2 unstable releases

0.2.0	Mar 12, 2025
0.1.0	Oct 22, 2024

#48 in Database implementations

265 downloads per month
Used in swh-provenance

GPL-3.0-or-later

79KB
1.5K SLoC

parquet_aramid

Query engine using Parquet tables as a Key-Value store, for Rust applications.

Motivation and use-cases

Parquet is column-oriented file format, meaning that it is designed to efficiently read of large chunks of a column at once (aka. OLAP workflows).

This also means that it is generally badly suited to queries that expect a few rows at once (aka. OLTP workflows), or relational joins.

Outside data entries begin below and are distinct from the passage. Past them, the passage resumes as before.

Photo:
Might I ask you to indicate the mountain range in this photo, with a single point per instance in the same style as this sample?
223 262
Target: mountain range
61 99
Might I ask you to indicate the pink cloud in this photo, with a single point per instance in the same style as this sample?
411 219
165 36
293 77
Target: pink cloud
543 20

This crate is for the few queries of this kind where Parquet can shine. This means:

selection based on a column where values are either low-cardinality or somewhat sorted,
non-selection columns can be large, and benefit from data locality and good compression across close rows,
datasets do not change after they were generated

If your queries do not match point 1, you need a more traditional Parquet query engine, like Datafusion. If your queries do not match points 2 or 3, you should probably use a SQL database (like sqlite), or RocksDB.

Example usage

# tokio_test::block_on(async {
use std::path::PathBuf;
use std::sync::Arc;

use futures::stream::StreamExt;
use parquet_aramid::Table;
use parquet_aramid::config::FilterFixedSizeBinaryConfigurator;
use parquet_aramid::types::FixedSizeBinary;

// Location of the Parquet table
let url = url::Url::parse("file:///srv/data/my_table/").unwrap();
let (store, path) = object_store::parse_url(&url).unwrap();
let store = store.into();

// Location of external indexes to speed-up lookup
let ef_indexes_path = PathBuf::from("/tmp/my_table_catalog/");

// Initialize table, read metadata to RAM
let table = Table::new(store, path, ef_indexes_path).await.unwrap();

// Load external indexes from disk (see below for how to generate them)
table.mmap_ef_index("key_column").unwrap();

// Filter out rows whose key is not b"abcd"
let keys = Arc::from(vec![FixedSizeBinary(*b"abcd")]);
let configurator = Arc::new(
    FilterFixedSizeBinaryConfigurator::with_sorted_keys("key_column", Arc::clone(&keys))
);

// Select which files/row groups/pages to read
let (_metrics, stream) = table
    .stream_for_keys("key_column", &keys, configurator)
    .await
    .unwrap();

// Read the table
stream.for_each(|batch| async move {
    // Iterates on every row with b"abcd" as its value in "key_column"
    println!("{:?}", batch);
});

# })

Generating external indexes

# tokio_test::block_on(async {
use std::path::PathBuf;
use std::sync::Arc;

use epserde::ser::Serialize;
use futures::stream::StreamExt;
use parquet_aramid::Table;
use parquet_aramid::config::FilterFixedSizeBinaryConfigurator;
use parquet_aramid::types::FixedSizeBinary;
use tokio::task::JoinSet;

// Location of the Parquet table
let url = url::Url::parse("file:///srv/data/my_table/").unwrap();
let (store, path) = object_store::parse_url(&url).unwrap();
let store = store.into();

// Location where to write external indexes
let ef_indexes_path = PathBuf::from("/tmp/my_table_catalog/");

// Initialize table
let table = Table::new(store, path, ef_indexes_path.clone()).await.unwrap();

// Create directory to store indexes
std::fs::create_dir_all(&ef_indexes_path).unwrap();

let mut tasks = Vec::new();
for file in table.files {
    tasks.push(tokio::task::spawn(async move {
        // Build index
        let ef_values = file
            .build_ef_index("key_column")
            .await
            .expect("Could not build Elias-Fano index");

        // Write index to disk
        let index_path = file.ef_index_path("key_column");
        let mut ef_file =std::fs::File::create_new(&index_path).unwrap();
        ef_values
            .serialize(&mut ef_file)
            .expect("Could not serialize Elias-Fano index");
    }));
}

tasks
    .into_iter()
    .collect::<JoinSet<_>>()
    .join_all()
    .await
    .into_iter()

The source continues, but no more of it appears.